The People’s Bank of China is warning big technology companies in the country that they will be subject to the same antitrust scrutiny and measures as Alibaba’s FinTech affiliate Ant Group, Reuters reported on Thursday (July 8).
China halted Ant Group’s $37 billion initial public offering (IPO) in November as regulators raised concerns over the growing influence of third-party FinTech startups.
“Monopolistic behavior does not only exist in the Ant Group but also in other institutions,” Fan Yifei, vice governor of the People’s Bank of China (PBOC), said during a media conference in Beijing, Reuters reported.
The central bank and regulators from other agencies rolled out new measures in April to restructure Ant Group, which included spinning off Alipay from its other businesses. Ant’s Alipay and Tencent’s WeChat Pay dominate China’s digital payments landscape.

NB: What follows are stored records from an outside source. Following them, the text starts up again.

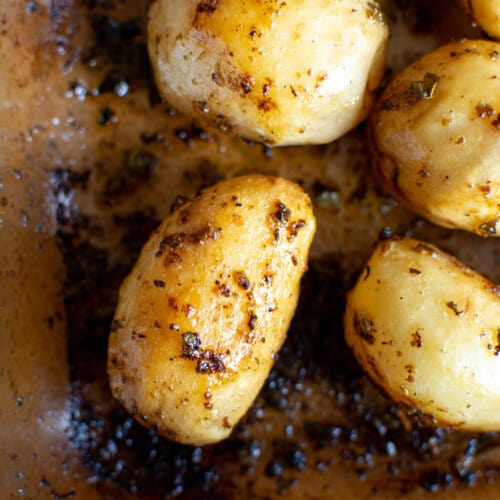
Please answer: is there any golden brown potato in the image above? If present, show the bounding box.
[370,40,500,236]
[108,175,315,445]
[148,0,388,145]
[461,0,500,39]
[344,239,500,431]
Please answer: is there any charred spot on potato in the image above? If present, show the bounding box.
[196,0,219,14]
[476,102,495,118]
[446,300,464,316]
[380,73,440,112]
[181,332,202,359]
[478,217,498,236]
[170,194,189,214]
[196,351,226,374]
[410,331,424,349]
[233,271,252,290]
[288,219,307,241]
[353,312,375,345]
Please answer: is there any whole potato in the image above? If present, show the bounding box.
[461,0,500,39]
[108,175,315,445]
[369,40,500,236]
[344,239,500,431]
[148,0,388,145]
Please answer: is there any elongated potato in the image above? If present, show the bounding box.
[370,40,500,236]
[148,0,388,145]
[108,175,315,445]
[344,239,500,431]
[461,0,500,39]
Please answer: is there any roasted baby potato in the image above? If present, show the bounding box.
[108,175,315,445]
[344,239,500,431]
[370,40,500,236]
[461,0,500,39]
[148,0,388,145]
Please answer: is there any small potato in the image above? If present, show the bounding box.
[108,175,316,445]
[148,0,388,145]
[369,40,500,236]
[461,0,500,39]
[344,239,500,431]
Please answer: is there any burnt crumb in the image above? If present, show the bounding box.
[476,102,495,118]
[155,224,222,260]
[196,0,219,14]
[233,271,252,290]
[353,312,375,344]
[412,243,436,255]
[247,311,258,331]
[174,125,212,147]
[446,300,464,316]
[181,332,226,374]
[270,200,291,241]
[170,194,189,213]
[196,351,226,374]
[478,217,498,236]
[215,281,231,297]
[380,73,440,112]
[111,319,123,333]
[182,332,202,359]
[288,219,307,241]
[410,331,424,348]
[125,148,158,180]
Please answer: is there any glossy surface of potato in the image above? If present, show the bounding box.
[148,0,388,145]
[462,0,500,39]
[108,175,315,445]
[370,40,500,236]
[344,239,500,431]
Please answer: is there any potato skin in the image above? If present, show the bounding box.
[369,40,500,236]
[344,239,500,431]
[148,0,388,145]
[108,175,315,445]
[461,0,500,39]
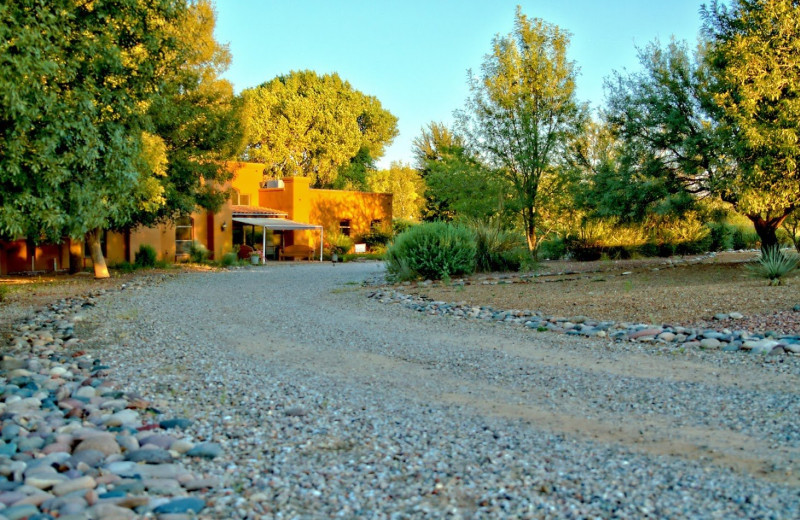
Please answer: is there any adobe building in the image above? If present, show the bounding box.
[0,163,392,274]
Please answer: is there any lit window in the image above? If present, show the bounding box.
[339,218,350,237]
[175,217,194,256]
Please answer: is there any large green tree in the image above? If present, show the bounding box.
[243,70,397,187]
[460,8,587,256]
[594,0,800,248]
[703,0,800,248]
[0,0,186,277]
[142,0,244,225]
[367,161,425,220]
[413,122,509,221]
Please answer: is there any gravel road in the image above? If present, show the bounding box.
[79,263,800,518]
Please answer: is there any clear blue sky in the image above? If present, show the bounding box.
[216,0,704,167]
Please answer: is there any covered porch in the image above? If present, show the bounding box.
[232,206,324,261]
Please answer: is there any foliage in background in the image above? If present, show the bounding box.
[242,70,397,187]
[469,221,530,272]
[459,8,587,256]
[367,161,425,220]
[413,122,510,222]
[134,0,244,226]
[189,241,211,264]
[586,0,800,252]
[748,245,800,285]
[386,222,476,280]
[133,244,157,267]
[357,228,392,250]
[220,252,239,267]
[0,0,187,277]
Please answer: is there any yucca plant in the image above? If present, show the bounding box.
[748,245,800,285]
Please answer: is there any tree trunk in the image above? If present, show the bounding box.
[524,211,539,260]
[86,228,109,278]
[747,213,789,253]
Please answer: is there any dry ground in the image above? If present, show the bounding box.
[404,253,800,333]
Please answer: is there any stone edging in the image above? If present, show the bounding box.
[368,287,800,356]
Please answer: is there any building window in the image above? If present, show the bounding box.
[339,218,350,237]
[175,217,194,256]
[231,188,250,206]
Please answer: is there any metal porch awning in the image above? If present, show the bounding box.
[233,217,323,262]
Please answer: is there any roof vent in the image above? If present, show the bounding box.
[263,179,283,190]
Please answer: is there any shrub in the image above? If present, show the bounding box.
[732,227,759,250]
[386,222,476,280]
[538,237,567,260]
[564,236,603,262]
[658,242,677,258]
[749,246,800,285]
[471,222,528,272]
[189,242,210,264]
[133,244,157,267]
[220,252,239,267]
[114,261,141,274]
[392,218,417,236]
[638,242,658,257]
[708,222,736,251]
[358,229,392,249]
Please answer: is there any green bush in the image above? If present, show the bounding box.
[708,222,736,251]
[326,231,353,258]
[658,242,677,258]
[604,245,639,260]
[392,218,417,236]
[539,237,567,260]
[471,222,528,272]
[386,222,476,280]
[113,261,141,274]
[732,227,759,250]
[133,244,157,267]
[220,253,239,267]
[564,235,603,262]
[189,242,210,264]
[749,246,800,285]
[638,242,658,258]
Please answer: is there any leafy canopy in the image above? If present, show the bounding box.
[0,0,185,241]
[460,8,586,254]
[243,70,397,186]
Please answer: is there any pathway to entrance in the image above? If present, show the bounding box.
[85,263,800,518]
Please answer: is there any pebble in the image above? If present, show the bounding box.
[0,282,214,520]
[368,287,800,355]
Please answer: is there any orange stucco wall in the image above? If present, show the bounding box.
[255,173,392,248]
[0,238,83,274]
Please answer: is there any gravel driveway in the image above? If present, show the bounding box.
[84,263,800,518]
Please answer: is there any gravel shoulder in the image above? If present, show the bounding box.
[72,263,800,518]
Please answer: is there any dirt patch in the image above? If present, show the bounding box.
[403,253,800,333]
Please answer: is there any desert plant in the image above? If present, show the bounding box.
[386,222,476,280]
[189,242,210,264]
[733,227,759,250]
[748,246,800,285]
[358,229,392,250]
[133,244,157,267]
[539,237,567,260]
[708,222,736,251]
[470,222,529,272]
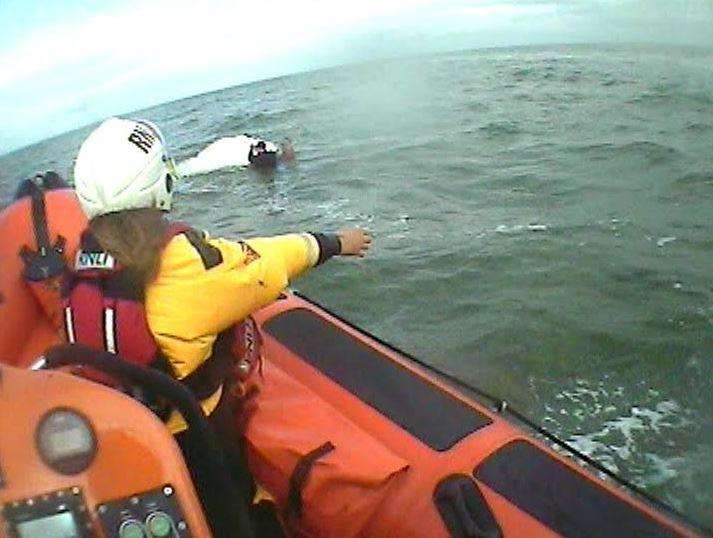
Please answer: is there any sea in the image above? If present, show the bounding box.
[0,46,713,527]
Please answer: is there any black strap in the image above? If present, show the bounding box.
[287,441,334,519]
[433,474,503,538]
[183,229,223,270]
[20,182,67,282]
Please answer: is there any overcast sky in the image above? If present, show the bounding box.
[0,0,713,154]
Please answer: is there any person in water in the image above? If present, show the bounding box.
[177,133,295,176]
[64,118,372,532]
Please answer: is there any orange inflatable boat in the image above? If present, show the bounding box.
[0,182,710,538]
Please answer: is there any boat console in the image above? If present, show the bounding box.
[0,366,210,538]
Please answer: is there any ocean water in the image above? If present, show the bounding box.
[0,46,713,526]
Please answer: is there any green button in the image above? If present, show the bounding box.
[119,521,146,538]
[148,512,173,538]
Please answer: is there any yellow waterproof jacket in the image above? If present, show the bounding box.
[145,232,319,433]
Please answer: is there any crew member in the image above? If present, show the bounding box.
[64,118,371,532]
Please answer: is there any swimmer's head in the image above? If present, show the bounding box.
[250,151,277,169]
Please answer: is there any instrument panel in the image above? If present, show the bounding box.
[0,366,211,538]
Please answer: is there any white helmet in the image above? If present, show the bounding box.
[74,118,178,219]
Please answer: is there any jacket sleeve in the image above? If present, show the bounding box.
[146,230,319,379]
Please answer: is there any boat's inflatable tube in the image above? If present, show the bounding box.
[0,186,702,538]
[0,189,86,366]
[246,296,708,538]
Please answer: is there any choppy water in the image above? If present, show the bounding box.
[0,47,713,526]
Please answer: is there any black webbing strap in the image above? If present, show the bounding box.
[433,474,503,538]
[20,182,66,282]
[287,441,334,519]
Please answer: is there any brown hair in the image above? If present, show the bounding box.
[89,208,169,293]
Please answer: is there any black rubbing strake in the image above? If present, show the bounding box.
[265,308,491,451]
[474,440,677,538]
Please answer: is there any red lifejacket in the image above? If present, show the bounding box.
[62,223,259,400]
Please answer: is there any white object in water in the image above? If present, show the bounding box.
[178,135,279,176]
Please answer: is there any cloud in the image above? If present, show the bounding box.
[0,0,713,153]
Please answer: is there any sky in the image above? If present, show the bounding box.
[0,0,713,155]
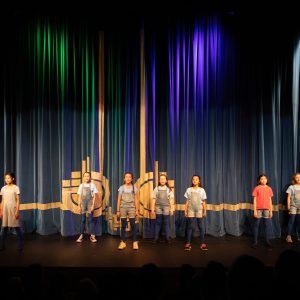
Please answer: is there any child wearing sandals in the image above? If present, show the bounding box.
[117,172,139,250]
[184,175,208,251]
[286,173,300,243]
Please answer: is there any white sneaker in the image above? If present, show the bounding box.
[90,234,97,243]
[118,241,126,250]
[76,234,83,243]
[286,235,293,243]
[133,242,139,250]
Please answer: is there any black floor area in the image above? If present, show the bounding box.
[0,234,300,268]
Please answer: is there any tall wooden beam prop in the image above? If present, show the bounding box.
[140,30,146,177]
[98,31,104,174]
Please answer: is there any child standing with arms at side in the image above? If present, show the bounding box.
[76,172,98,243]
[252,174,273,249]
[184,175,208,251]
[0,173,23,250]
[117,172,139,250]
[152,174,174,244]
[286,173,300,243]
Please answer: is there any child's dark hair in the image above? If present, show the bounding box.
[257,174,268,185]
[292,172,300,184]
[158,173,172,191]
[191,174,202,187]
[4,172,16,183]
[123,172,134,194]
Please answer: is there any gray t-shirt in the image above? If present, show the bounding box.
[118,184,137,208]
[286,184,300,208]
[152,185,174,206]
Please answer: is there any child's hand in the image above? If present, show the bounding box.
[15,210,20,220]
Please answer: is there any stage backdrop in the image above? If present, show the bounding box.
[0,16,300,238]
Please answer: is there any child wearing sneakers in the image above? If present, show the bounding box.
[76,172,98,243]
[117,172,139,250]
[184,175,208,251]
[252,174,273,249]
[152,174,174,244]
[286,173,300,243]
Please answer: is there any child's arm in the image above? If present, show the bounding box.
[269,197,273,219]
[151,198,156,214]
[117,194,121,218]
[202,199,206,218]
[253,197,257,218]
[77,184,82,214]
[134,192,140,218]
[170,195,175,216]
[184,198,189,217]
[15,194,20,219]
[287,193,291,214]
[0,196,4,219]
[91,186,98,212]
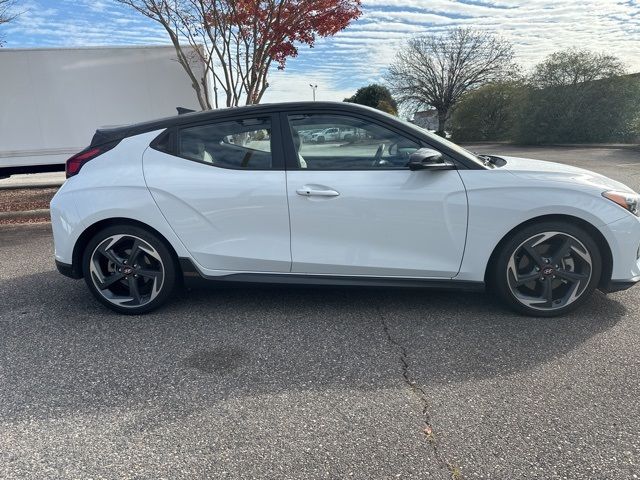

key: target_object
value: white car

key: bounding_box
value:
[51,102,640,316]
[310,127,355,143]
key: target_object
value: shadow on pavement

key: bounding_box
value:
[0,271,626,420]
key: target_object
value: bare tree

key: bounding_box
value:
[0,0,17,47]
[385,28,515,135]
[117,0,361,109]
[531,48,626,88]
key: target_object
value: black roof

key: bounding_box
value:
[90,102,485,169]
[91,102,393,146]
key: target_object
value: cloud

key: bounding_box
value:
[1,0,640,101]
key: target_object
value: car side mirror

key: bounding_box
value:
[408,148,456,170]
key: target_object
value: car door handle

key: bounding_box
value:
[296,185,340,197]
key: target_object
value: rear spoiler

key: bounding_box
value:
[89,107,200,147]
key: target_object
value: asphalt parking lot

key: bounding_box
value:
[0,145,640,479]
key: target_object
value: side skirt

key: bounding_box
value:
[180,258,485,291]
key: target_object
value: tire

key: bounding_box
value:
[82,225,177,315]
[488,221,602,317]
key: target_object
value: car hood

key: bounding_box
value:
[499,156,633,193]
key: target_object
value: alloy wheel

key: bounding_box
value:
[89,234,165,308]
[506,232,593,311]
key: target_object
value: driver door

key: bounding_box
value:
[283,113,467,278]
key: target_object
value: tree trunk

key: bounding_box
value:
[436,110,449,138]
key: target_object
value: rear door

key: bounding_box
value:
[143,110,291,272]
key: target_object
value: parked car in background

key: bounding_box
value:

Fan also said that the fast-growing payment sector included numerous instances where monopolies formed amid “excessive capital expansions,” Reuters reported.
The central bank directed the country’s antitrust commission to explore the dealings of Alipay and WeChat Pay to determine if a full-fledged investigation was warranted, per Reuters. The directive stemmed from both firms’ increasing market influence.
China is seeking to increase its oversight of domestic companies seeking a U.S. public listing. New guidelines are already in place regarding cross-border data security and privacy concerns. The Cyberspace Administration of China recently mandated that app stores in the country remove the app for ride-hail giant Didi.